When I was visiting my daughter in Maine this spring, I learned the art of sour dough flat bread. It is even easier than making loaves, although it does take a little time to roll out the dough. With 7 of us eating it, I was making it almost every day.
I came home and made some for my husband. It was definitely a hit and we discovered that after a day or two the flat bread got a little crispy and it would work well as crackers, too. So I've been making flat bread quite often now. One new thing I added to Chase's method was to put my wire cooling racks on the oven shelves. To bake flat bread, you lay the pieces directly on the oven shelf. What happened, at least for me, was many unusually shaped pieces as the dough sagged between the bars on the shelf. The bars on the cooling racks are much closer together, so my flat bread is actually flat on one side. And an added bonus - many of them will puff up like pitas and you can stuff them.
The next variation I tried was anadama. I simply added the molasses and corn meal and egg from my regular anadama bread recipe, cutting back on the flour and water proportionally. It tasted good, but was a bit too dry, so I'll add back some of the water the next time. And apparently I forgot to take a photo of that one.
Then I tried cinnamon raisin. Yummy! The recipe I used for that had the mixing part happen in the bread machine and then you baked it in a loaf pan. I had a lot of trouble getting it out of the loaf pan, so next time I will just form it and bake it on a cookie sheet. Bad blogger that I am, I can't find the recipe on line again to share; I'd written it down on a sheet of paper without the URL.
And then there is rye. I love rye bread but I've never been able to make a very good loaf of it. Rye flour, unlike wheat flour, has no gluten. Gluten is what helps the bread rise. Even adding gluten and using lots of yeast, my previous attempts have been less than stellar. But with sourdough, I seem to have found a solution. I admit to being a coward, though. According to the recipe, if you allow the rye flour, mixed with the sour dough starter, to stand at room temperature for a while - 6 hours to overnight - you shouldn't have to add the extra yeast. I've made rye as both a loaf and flat bread and let it sit, but also added the extra yeast. It has turned out very well.

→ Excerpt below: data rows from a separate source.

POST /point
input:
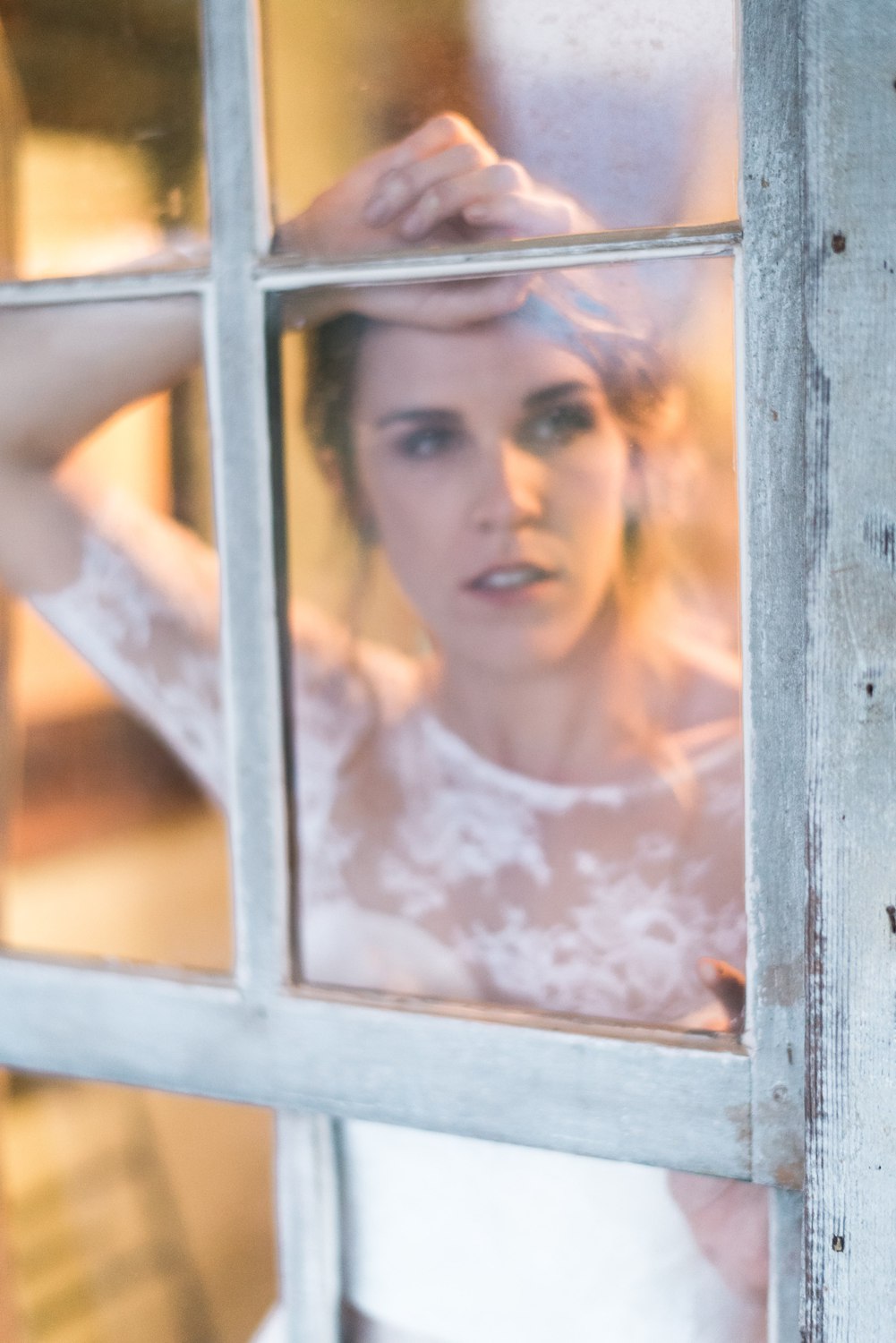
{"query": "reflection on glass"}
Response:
(629, 107)
(519, 760)
(133, 1216)
(113, 743)
(101, 155)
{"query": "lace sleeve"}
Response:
(142, 612)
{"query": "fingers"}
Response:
(403, 187)
(522, 215)
(453, 196)
(729, 986)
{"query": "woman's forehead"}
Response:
(503, 360)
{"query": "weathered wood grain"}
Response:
(308, 1217)
(638, 1096)
(772, 422)
(244, 499)
(849, 64)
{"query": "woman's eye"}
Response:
(558, 426)
(423, 443)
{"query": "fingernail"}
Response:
(421, 218)
(387, 198)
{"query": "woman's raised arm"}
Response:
(64, 371)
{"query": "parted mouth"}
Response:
(507, 577)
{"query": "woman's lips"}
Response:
(511, 582)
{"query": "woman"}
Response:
(543, 810)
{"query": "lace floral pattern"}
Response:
(578, 900)
(137, 630)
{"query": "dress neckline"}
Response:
(559, 797)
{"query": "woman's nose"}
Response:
(509, 491)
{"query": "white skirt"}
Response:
(455, 1240)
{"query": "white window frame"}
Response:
(818, 158)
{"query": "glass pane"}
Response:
(514, 552)
(629, 107)
(533, 1245)
(132, 1214)
(101, 140)
(113, 746)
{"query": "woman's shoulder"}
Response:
(337, 671)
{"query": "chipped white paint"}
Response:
(849, 64)
(772, 402)
(627, 1095)
(235, 376)
(640, 1096)
(308, 1219)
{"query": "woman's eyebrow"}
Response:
(414, 416)
(555, 391)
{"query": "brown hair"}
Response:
(678, 539)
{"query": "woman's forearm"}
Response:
(66, 370)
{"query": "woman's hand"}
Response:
(439, 185)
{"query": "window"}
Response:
(813, 258)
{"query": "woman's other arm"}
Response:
(64, 371)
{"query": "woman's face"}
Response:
(495, 473)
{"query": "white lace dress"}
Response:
(430, 869)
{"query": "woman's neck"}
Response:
(557, 723)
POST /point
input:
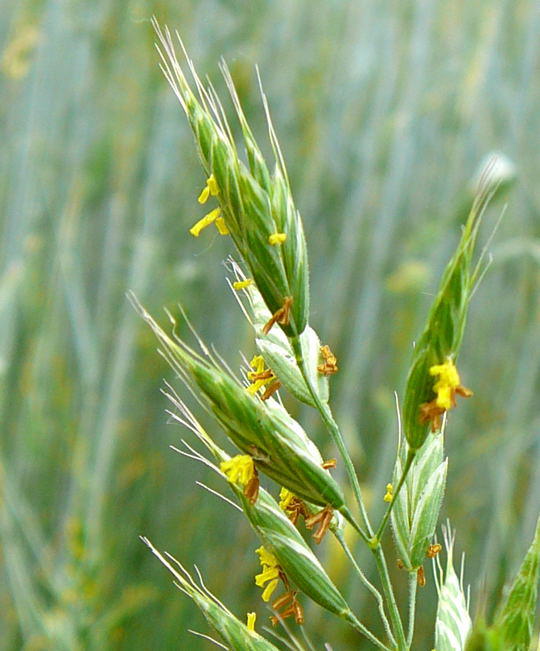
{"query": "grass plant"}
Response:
(385, 112)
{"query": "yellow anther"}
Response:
(210, 188)
(270, 573)
(239, 470)
(285, 498)
(204, 222)
(389, 496)
(242, 284)
(251, 619)
(446, 388)
(447, 383)
(221, 226)
(277, 238)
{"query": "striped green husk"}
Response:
(453, 622)
(255, 203)
(445, 324)
(232, 630)
(279, 446)
(277, 351)
(416, 508)
(297, 560)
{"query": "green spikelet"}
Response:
(278, 534)
(515, 618)
(254, 203)
(443, 333)
(265, 431)
(416, 508)
(297, 560)
(453, 622)
(231, 629)
(276, 349)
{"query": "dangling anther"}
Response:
(331, 463)
(433, 550)
(271, 389)
(323, 518)
(329, 365)
(281, 316)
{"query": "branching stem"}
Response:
(369, 586)
(408, 463)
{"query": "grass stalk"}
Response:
(408, 463)
(413, 586)
(367, 583)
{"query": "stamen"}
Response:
(208, 219)
(221, 226)
(281, 316)
(210, 188)
(242, 284)
(433, 550)
(251, 619)
(277, 238)
(329, 365)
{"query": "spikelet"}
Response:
(232, 630)
(276, 349)
(276, 532)
(279, 446)
(453, 622)
(440, 342)
(256, 205)
(416, 508)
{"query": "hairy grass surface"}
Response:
(384, 112)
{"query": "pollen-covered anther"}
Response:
(251, 619)
(289, 606)
(389, 495)
(277, 238)
(292, 505)
(446, 388)
(331, 463)
(271, 389)
(433, 550)
(241, 470)
(210, 189)
(270, 575)
(261, 377)
(281, 316)
(329, 365)
(323, 519)
(210, 218)
(242, 284)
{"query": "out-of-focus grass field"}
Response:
(384, 111)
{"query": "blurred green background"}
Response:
(384, 110)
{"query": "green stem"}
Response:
(408, 463)
(378, 597)
(355, 623)
(374, 544)
(335, 432)
(390, 598)
(413, 584)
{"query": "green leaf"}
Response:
(453, 622)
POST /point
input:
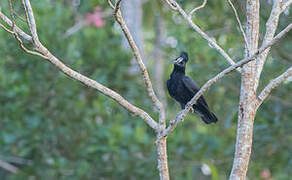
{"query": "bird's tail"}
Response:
(207, 116)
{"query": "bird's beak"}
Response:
(178, 60)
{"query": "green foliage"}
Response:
(69, 131)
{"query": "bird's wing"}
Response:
(194, 88)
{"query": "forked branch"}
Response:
(197, 8)
(272, 85)
(238, 20)
(45, 53)
(180, 116)
(147, 81)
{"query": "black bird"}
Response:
(182, 89)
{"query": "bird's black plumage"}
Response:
(182, 89)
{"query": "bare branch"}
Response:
(202, 33)
(6, 29)
(238, 20)
(120, 20)
(17, 29)
(180, 116)
(93, 84)
(84, 79)
(171, 4)
(271, 27)
(31, 21)
(9, 167)
(197, 8)
(288, 3)
(273, 84)
(111, 4)
(17, 37)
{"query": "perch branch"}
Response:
(273, 84)
(180, 116)
(9, 167)
(17, 29)
(197, 8)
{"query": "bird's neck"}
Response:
(179, 69)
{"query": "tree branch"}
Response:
(197, 8)
(273, 84)
(180, 116)
(17, 29)
(31, 21)
(9, 167)
(271, 27)
(238, 20)
(155, 100)
(45, 53)
(288, 3)
(176, 7)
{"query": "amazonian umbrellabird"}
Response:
(182, 89)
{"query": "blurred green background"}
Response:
(53, 127)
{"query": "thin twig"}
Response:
(111, 4)
(202, 33)
(84, 79)
(6, 29)
(31, 21)
(238, 20)
(197, 8)
(147, 81)
(180, 116)
(17, 37)
(9, 167)
(17, 29)
(273, 84)
(288, 3)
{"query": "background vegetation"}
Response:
(61, 129)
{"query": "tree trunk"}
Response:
(162, 158)
(247, 110)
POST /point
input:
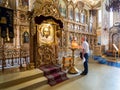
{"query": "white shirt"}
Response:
(85, 46)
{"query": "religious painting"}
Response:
(77, 14)
(82, 18)
(70, 12)
(22, 17)
(45, 34)
(25, 37)
(62, 7)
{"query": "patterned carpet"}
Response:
(102, 60)
(54, 74)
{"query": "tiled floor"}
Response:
(100, 77)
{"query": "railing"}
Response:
(10, 58)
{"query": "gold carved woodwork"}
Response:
(46, 55)
(46, 8)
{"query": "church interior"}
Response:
(40, 44)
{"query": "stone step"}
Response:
(7, 80)
(29, 85)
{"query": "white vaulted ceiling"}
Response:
(92, 3)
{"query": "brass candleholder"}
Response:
(73, 69)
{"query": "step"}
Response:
(29, 85)
(19, 77)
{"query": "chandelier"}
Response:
(112, 5)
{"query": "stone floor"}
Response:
(100, 77)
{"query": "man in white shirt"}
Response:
(84, 54)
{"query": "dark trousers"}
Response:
(86, 63)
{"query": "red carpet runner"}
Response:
(54, 74)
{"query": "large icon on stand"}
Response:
(45, 33)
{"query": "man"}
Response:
(84, 54)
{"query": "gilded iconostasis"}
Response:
(75, 18)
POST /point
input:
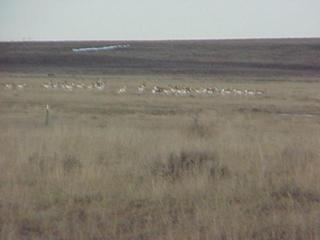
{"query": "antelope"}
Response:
(21, 86)
(141, 88)
(122, 90)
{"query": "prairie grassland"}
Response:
(158, 167)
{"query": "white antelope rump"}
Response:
(122, 90)
(142, 88)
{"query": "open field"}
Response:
(154, 166)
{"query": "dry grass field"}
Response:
(109, 166)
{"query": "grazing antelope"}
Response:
(21, 86)
(122, 90)
(141, 88)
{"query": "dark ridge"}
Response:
(265, 57)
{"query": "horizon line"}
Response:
(163, 40)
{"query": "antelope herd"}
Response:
(99, 85)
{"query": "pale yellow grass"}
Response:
(145, 167)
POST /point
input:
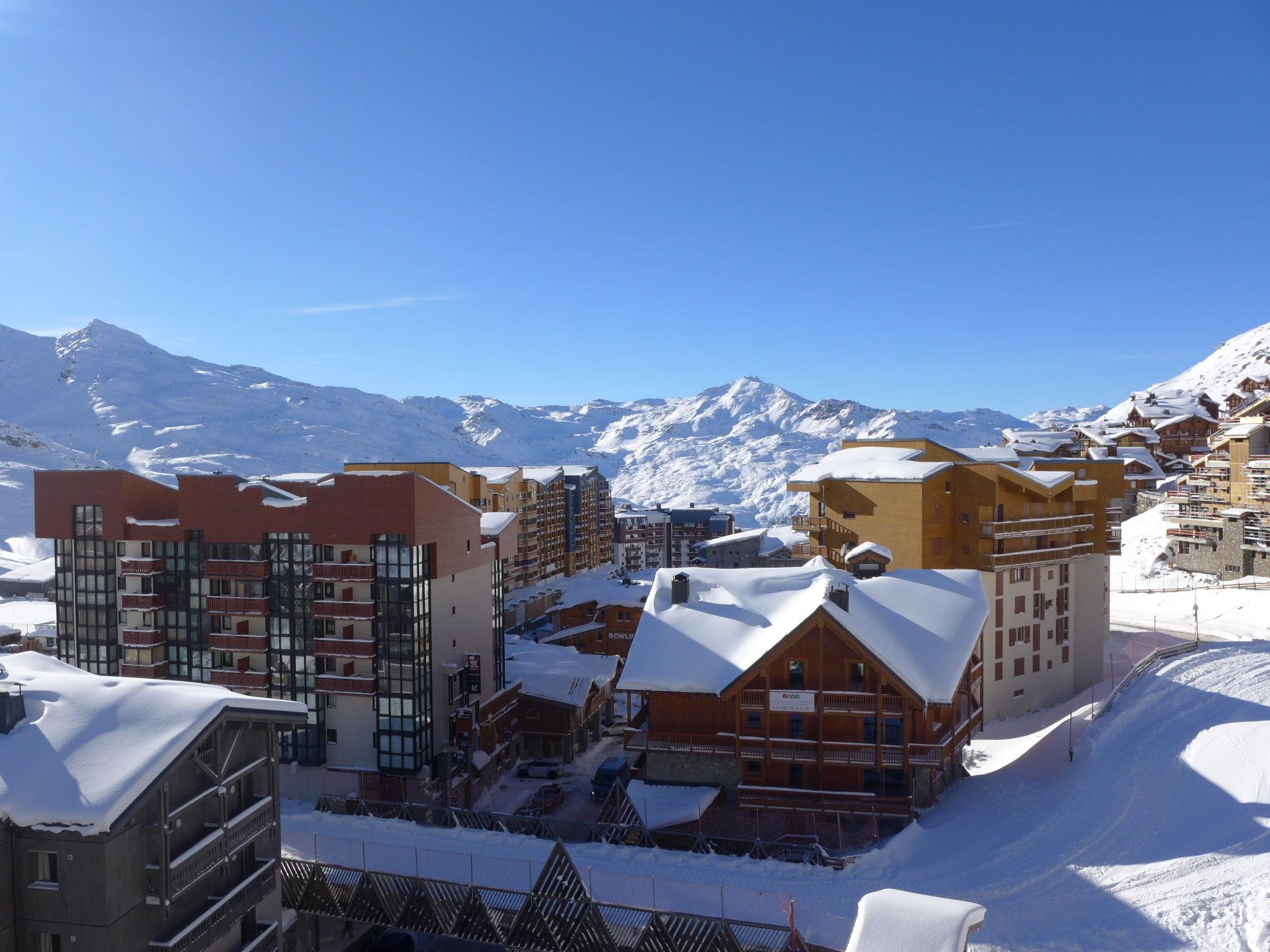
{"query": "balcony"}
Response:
(235, 569)
(144, 671)
(355, 684)
(234, 604)
(1046, 526)
(219, 845)
(997, 562)
(361, 611)
(242, 644)
(143, 638)
(144, 603)
(343, 571)
(141, 566)
(224, 913)
(234, 678)
(345, 648)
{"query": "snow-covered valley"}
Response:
(104, 397)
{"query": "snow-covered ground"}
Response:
(1157, 835)
(1174, 599)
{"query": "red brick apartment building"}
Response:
(370, 597)
(806, 689)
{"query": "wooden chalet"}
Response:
(809, 690)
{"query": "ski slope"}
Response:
(1157, 835)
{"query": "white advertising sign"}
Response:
(802, 701)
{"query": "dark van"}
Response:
(610, 772)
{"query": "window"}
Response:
(46, 868)
(797, 669)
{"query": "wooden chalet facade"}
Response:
(819, 724)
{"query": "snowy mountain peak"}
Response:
(106, 397)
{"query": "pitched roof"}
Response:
(920, 624)
(91, 746)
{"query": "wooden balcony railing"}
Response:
(353, 684)
(235, 569)
(243, 644)
(345, 610)
(235, 604)
(234, 678)
(144, 603)
(1041, 526)
(345, 648)
(143, 638)
(343, 571)
(1037, 557)
(141, 566)
(159, 669)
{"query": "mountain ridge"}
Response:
(103, 395)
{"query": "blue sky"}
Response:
(957, 205)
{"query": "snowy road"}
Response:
(1157, 837)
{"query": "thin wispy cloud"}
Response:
(374, 305)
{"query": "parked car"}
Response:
(539, 769)
(548, 798)
(610, 772)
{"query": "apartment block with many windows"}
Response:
(367, 597)
(1037, 530)
(123, 831)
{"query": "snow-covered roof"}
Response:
(920, 622)
(1038, 441)
(1141, 455)
(495, 475)
(870, 464)
(571, 632)
(493, 523)
(12, 560)
(38, 571)
(990, 455)
(768, 541)
(558, 673)
(603, 592)
(869, 547)
(92, 744)
(541, 474)
(659, 805)
(1110, 436)
(894, 920)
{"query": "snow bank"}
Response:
(894, 920)
(92, 744)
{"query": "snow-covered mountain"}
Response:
(1065, 416)
(1244, 356)
(104, 397)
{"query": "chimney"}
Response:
(13, 707)
(680, 589)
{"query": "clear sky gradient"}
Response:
(958, 205)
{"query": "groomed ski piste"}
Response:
(1156, 835)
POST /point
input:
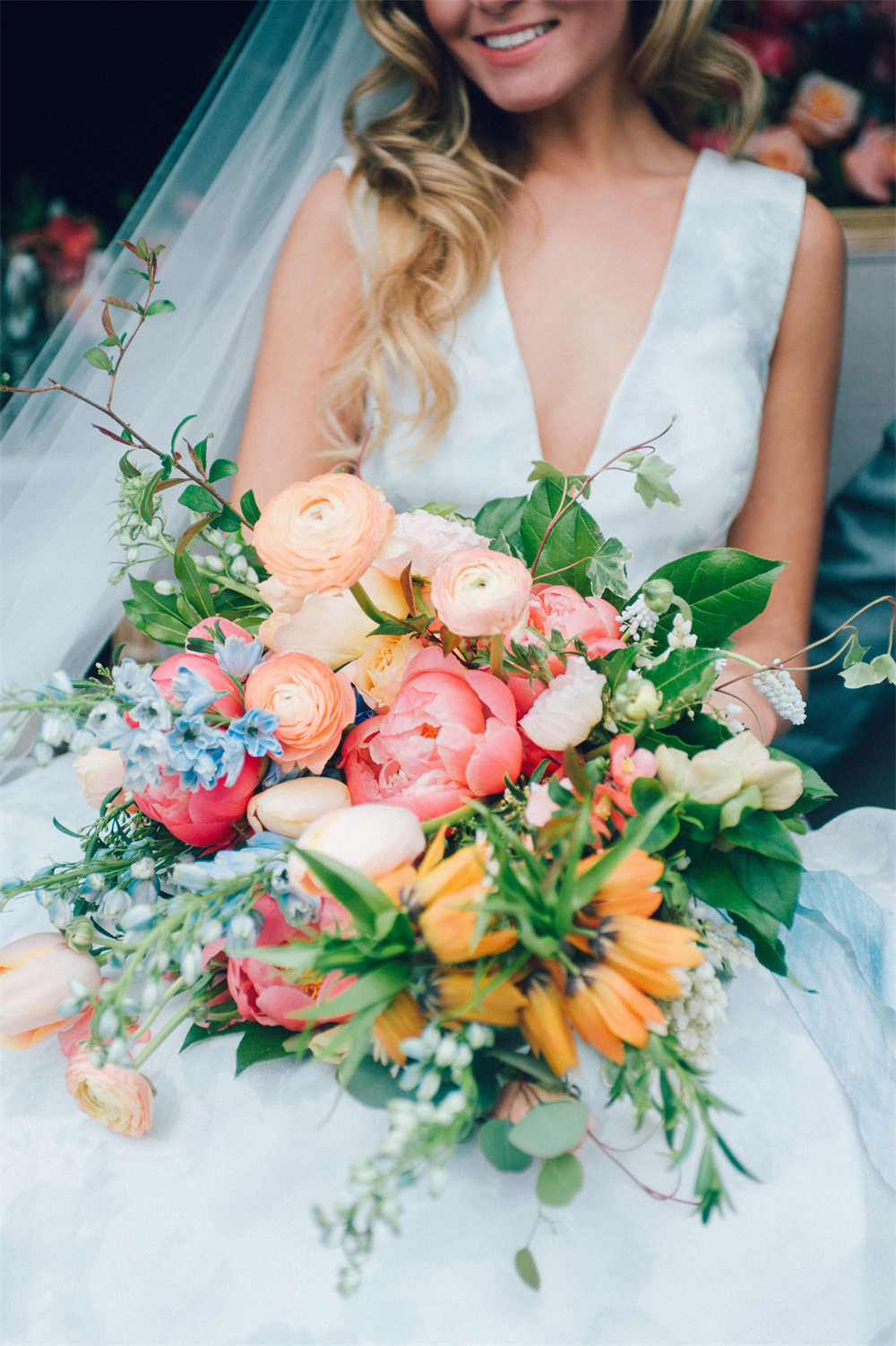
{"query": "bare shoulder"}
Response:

An added bonus of exploring these new sour dough recipes is finding an internal temperature which tells you that the bread is done - somewhere between 180 and 190 degrees. Getting the very center of my sour dough loaves completely cooked has been a challenge for me, as they will test done and then still be wet in the middle. But now I have learned to cover them with foil about halfway through the baking time and test for doneness with a thermometer and eliminated wet centers.
And one more variation. My regular sour dough bread recipe makes a great pizza crust.